L’amour physique est évoqué quand il lave le corps de son épouse dans le courant violent d’une rivière canalisée où elle se noiera plus tard. On est loin de l’évocation d’un viol par un bel homme de l’héroïne de Le sorgho rouge, alors qu’elle est mariée à un lépreux dont elle saura s’épargner le toucher. Au soleil couchant, les deux héros font l’amour dans un champ de sorgho, offrant quelques images sublimes de poster touristique. Il n’en est plus rien ici. Le désert avance. La sagesse ancestrale de la terre de lœss, de la sécheresse fertile, de « l’un divisé en deux » des paysans liés à leur champ « qui rend ce qu’il lui a donné car la terre jamais ne nous trahit » est en train de disparaître dans un tourbillon de vent de sable rouge, s’étouffant elle-même, car pour que l’un devienne le deux, et la sécheresse fertilité, il faut l’irrigation, or celle-ci fait défaut. Le sol lessivé par les engrais, les pesticides, les insecticides ne rend plus rien. L’eau ne tombe plus, la terre fertile est infertile.
Que nous apprend-t-on sur la conduite du sujet envers son prince ?

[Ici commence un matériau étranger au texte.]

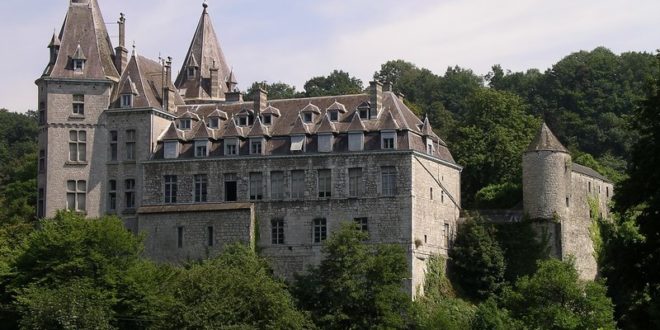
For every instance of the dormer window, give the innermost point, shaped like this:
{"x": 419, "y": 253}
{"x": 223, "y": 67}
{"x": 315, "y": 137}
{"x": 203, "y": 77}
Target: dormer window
{"x": 388, "y": 140}
{"x": 214, "y": 123}
{"x": 127, "y": 101}
{"x": 268, "y": 119}
{"x": 78, "y": 65}
{"x": 334, "y": 115}
{"x": 185, "y": 124}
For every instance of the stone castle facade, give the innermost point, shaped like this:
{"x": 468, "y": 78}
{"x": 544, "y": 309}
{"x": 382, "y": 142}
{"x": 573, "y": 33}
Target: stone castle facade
{"x": 194, "y": 166}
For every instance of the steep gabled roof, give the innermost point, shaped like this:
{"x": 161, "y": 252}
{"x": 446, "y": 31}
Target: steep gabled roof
{"x": 356, "y": 124}
{"x": 299, "y": 127}
{"x": 84, "y": 27}
{"x": 326, "y": 126}
{"x": 258, "y": 129}
{"x": 205, "y": 53}
{"x": 545, "y": 140}
{"x": 388, "y": 122}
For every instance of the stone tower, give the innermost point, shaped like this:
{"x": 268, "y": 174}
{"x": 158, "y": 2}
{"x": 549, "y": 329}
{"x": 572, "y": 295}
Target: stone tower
{"x": 74, "y": 91}
{"x": 546, "y": 186}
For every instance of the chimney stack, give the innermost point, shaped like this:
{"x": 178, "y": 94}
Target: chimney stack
{"x": 121, "y": 53}
{"x": 260, "y": 100}
{"x": 168, "y": 94}
{"x": 215, "y": 82}
{"x": 376, "y": 91}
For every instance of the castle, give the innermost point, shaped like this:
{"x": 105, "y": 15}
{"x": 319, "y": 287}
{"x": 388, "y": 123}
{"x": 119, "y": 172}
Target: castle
{"x": 193, "y": 166}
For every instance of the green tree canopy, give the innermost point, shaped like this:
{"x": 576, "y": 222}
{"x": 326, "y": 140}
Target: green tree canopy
{"x": 337, "y": 83}
{"x": 356, "y": 286}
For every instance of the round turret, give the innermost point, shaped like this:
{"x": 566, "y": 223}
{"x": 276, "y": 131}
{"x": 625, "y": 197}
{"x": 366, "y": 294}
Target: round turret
{"x": 546, "y": 177}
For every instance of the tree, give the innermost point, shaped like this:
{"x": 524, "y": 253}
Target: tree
{"x": 555, "y": 298}
{"x": 276, "y": 91}
{"x": 632, "y": 254}
{"x": 477, "y": 261}
{"x": 234, "y": 290}
{"x": 356, "y": 286}
{"x": 490, "y": 140}
{"x": 337, "y": 83}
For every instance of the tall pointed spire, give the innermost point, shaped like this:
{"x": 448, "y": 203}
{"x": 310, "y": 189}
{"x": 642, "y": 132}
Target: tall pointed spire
{"x": 84, "y": 27}
{"x": 204, "y": 56}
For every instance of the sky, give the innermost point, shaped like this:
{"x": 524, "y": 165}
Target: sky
{"x": 292, "y": 41}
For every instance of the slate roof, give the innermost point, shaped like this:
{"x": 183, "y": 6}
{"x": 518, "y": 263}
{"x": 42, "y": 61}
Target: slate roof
{"x": 545, "y": 140}
{"x": 147, "y": 78}
{"x": 84, "y": 26}
{"x": 205, "y": 53}
{"x": 589, "y": 172}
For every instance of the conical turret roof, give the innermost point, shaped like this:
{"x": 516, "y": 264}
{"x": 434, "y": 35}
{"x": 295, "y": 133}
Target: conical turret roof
{"x": 205, "y": 53}
{"x": 545, "y": 140}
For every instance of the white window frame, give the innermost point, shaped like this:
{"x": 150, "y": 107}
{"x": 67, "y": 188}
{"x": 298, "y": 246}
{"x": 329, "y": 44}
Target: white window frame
{"x": 355, "y": 141}
{"x": 231, "y": 142}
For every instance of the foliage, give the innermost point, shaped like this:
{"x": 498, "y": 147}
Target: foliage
{"x": 75, "y": 305}
{"x": 523, "y": 247}
{"x": 491, "y": 139}
{"x": 498, "y": 196}
{"x": 555, "y": 298}
{"x": 337, "y": 83}
{"x": 477, "y": 261}
{"x": 356, "y": 286}
{"x": 236, "y": 289}
{"x": 276, "y": 91}
{"x": 633, "y": 252}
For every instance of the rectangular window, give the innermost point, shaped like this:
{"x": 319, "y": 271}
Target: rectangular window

L’homme traite bien son épouse, il n’attend rien de personne, se moque éperdument du présent. Hors du temps, il est sans illusion aucune. Une relation vraie n’est possible que dans cet écart, dans le passé, dans la simplicité et le labeur, l’ignorance, la décroissance. Le « décroître encore décroître » du Taoïsme.
L’amour est donné sans façon au protagoniste, il le prend, avec les moyens les plus rudimentaires.
L’amour est silencieux, fait de gestes, d’actes, de preuves, sans aucun idéal, juste le pragmatisme le plus éthéré, dans l’attention jusqu’au sacrifice de soi, jusqu’à la mort.
Un amour sans individualisme, à l’opposé des êtres numériques, poursuivant le même but imposé : TV, voiture, ville, smartphone… L’homme n’a même pas la faiblesse de son épouse de se coller à l’écran en urinant sur la chaise des voisins. L’un appuyé contre l’autre, sur l’autre, l’une aimée pour sa faiblesse l’autre pour sa force, entièrement dépendant de lui et, par effet boomerang, lui ne pouvant vivre sans elle. Bien qu’elle soit sa moitié, elle est son tout, la totalité de sa vie. Son martyre rejoint le sien. Il n’est plus l’humilié, le sacrifié, il est sa vie, et réciproquement, elle n’est plus battue, rejetée, elle est le centre de son existence : il construit tout pour elle, la maison, les murs, les champs, le paysage, tout pour elle qui n’est rien, dont personne ne veut.
L’amour donc, le dernier absolu, la seule sagesse ? Après 2500 ans de rationalité confucéenne, le sentiment amoureux demeure l’unique spiritualité intacte, la seule friche intouchée.
Morte, son âme sœur, il ne peut que mourir à son tour, laisser partir l’âne, s’effondrer la maison, disparaître les hirondelles.
Illustration de Vincent Vergone
[1] Annie Dillard, Au présent, Paris, Christian Bourgois, 2022.